Business closure is the term used to refer to when a business ceases operations. While the term is often associated with the failure of a commercial enterprise, businesses may also close because the owners have sold it at a higher value than what they invested in it. Entrepreneurs may close a business for personal reasons, such as retirement or moving into full-time employment themselves.

== Reasons for closure ==
Closure may be the result of a bankruptcy, where the organization lacks sufficient funds to continue operations, as a result of the proprietor of the business dying, as a result of a business being purchased by another organization (or a competitor) and shut down as superfluous, or because it is the non-surviving entity in a corporate merger. A closure may occur because the purpose for which the organization was created is no longer necessary.
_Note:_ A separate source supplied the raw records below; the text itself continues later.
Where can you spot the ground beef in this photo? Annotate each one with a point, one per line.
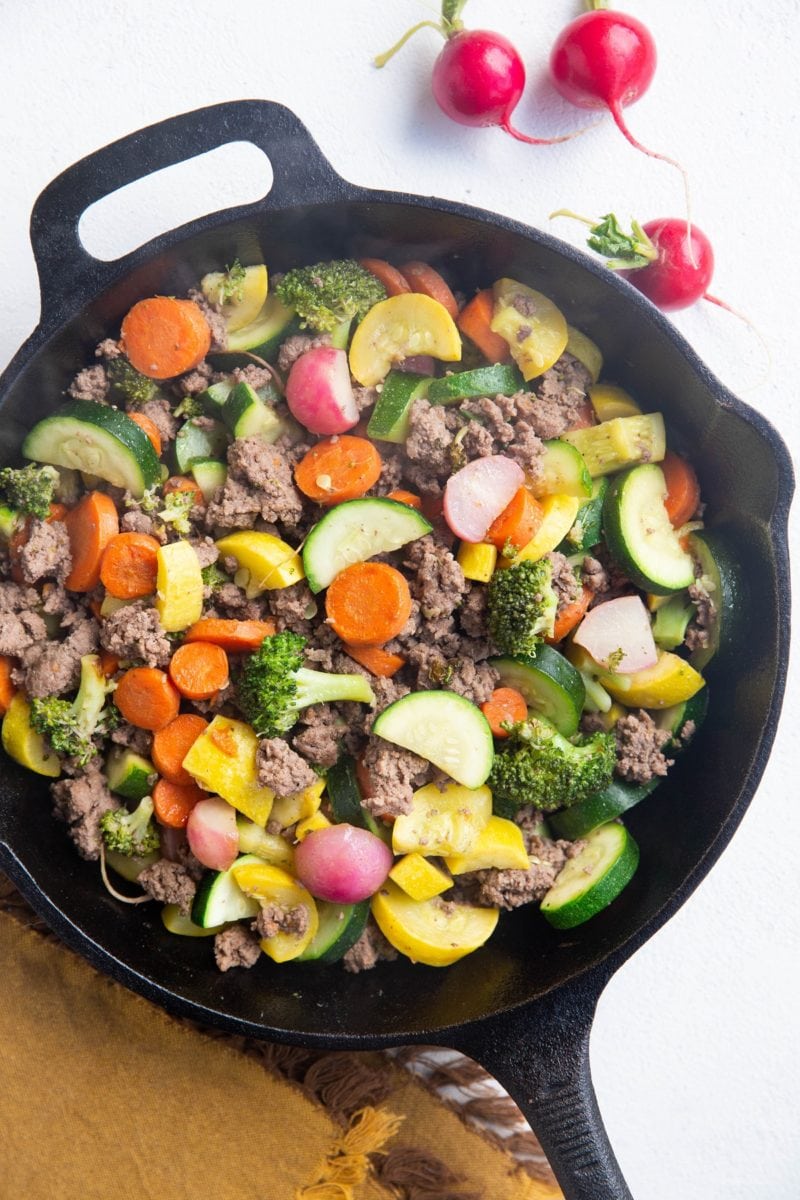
(639, 748)
(371, 948)
(80, 803)
(235, 947)
(281, 768)
(46, 553)
(170, 883)
(134, 635)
While a closure is typically of a business or a non-profit organization, any entity which is created by human beings can be subject to a closure, from a single church to a whole religion, up to and including an entire country if, for some reason, it ceases to exist.

Closures are of two types, voluntary or involuntary. Voluntary closures of organizations are much rarer than involuntary ones, as, in the absence of some change making operations impossible or unnecessary, most operations will continue until something happens that causes a change requiring this situation.
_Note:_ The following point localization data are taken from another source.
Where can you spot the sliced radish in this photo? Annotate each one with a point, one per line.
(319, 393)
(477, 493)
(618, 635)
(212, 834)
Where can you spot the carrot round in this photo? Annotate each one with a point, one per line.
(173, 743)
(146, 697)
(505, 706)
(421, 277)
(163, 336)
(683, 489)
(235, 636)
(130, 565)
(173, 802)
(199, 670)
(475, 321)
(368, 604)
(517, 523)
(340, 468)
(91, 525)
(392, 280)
The most common form of voluntary closure would be when those involved in an organization such as a social club, a band, or other non-profit organization decide to cease operating. Once the organization has paid any outstanding debts and completed any pending operations, closure may simply mean that the organization ceases to exist.

If an organization has debts that cannot be paid, it may be necessary to perform a liquidation of its assets. If there is anything left after the assets are converted to cash, in the case of a for-profit organization, the remainder is distributed to the stockholders; in the case of a non-profit, by law any remaining assets must be distributed to another non-profit.

If an organization has more debts than assets, it may have to declare bankruptcy. If the organization is viable, it may reorganizes itself as a result of the bankruptcy and continue operations. If it is not viable for the business to continue operating, then a closure occurs through a bankruptcy liquidation: its assets are liquidated, the creditors are paid from whatever assets could be liquidated, and the business ceases operations.

== Examples ==
Possibly the largest "closure" in history (but more closely analogous to a demerger) was the split of the Soviet Union into its constituent countries. In comparison, the end of East Germany can be considered a merger rather than a closure as West Germany assumed all of the assets and liabilities of East Germany. The end of the Soviet Union was the equivalent of a closure through a bankruptcy liquidation, because while Russia assumed most of the assets and responsibilities of the former Soviet Union, it did not assume all of them. There have been issues over who is responsible for unpaid parking tickets accumulated by motor vehicles operated on behalf of diplomatic missions operated by the former Soviet Union in other countries, as Russia claims it is not responsible for them.

Several major business closures include the bankruptcy of the Penn Central railroad, the Enron scandals, and MCI Worldcom's bankruptcy and eventual merger into Verizon.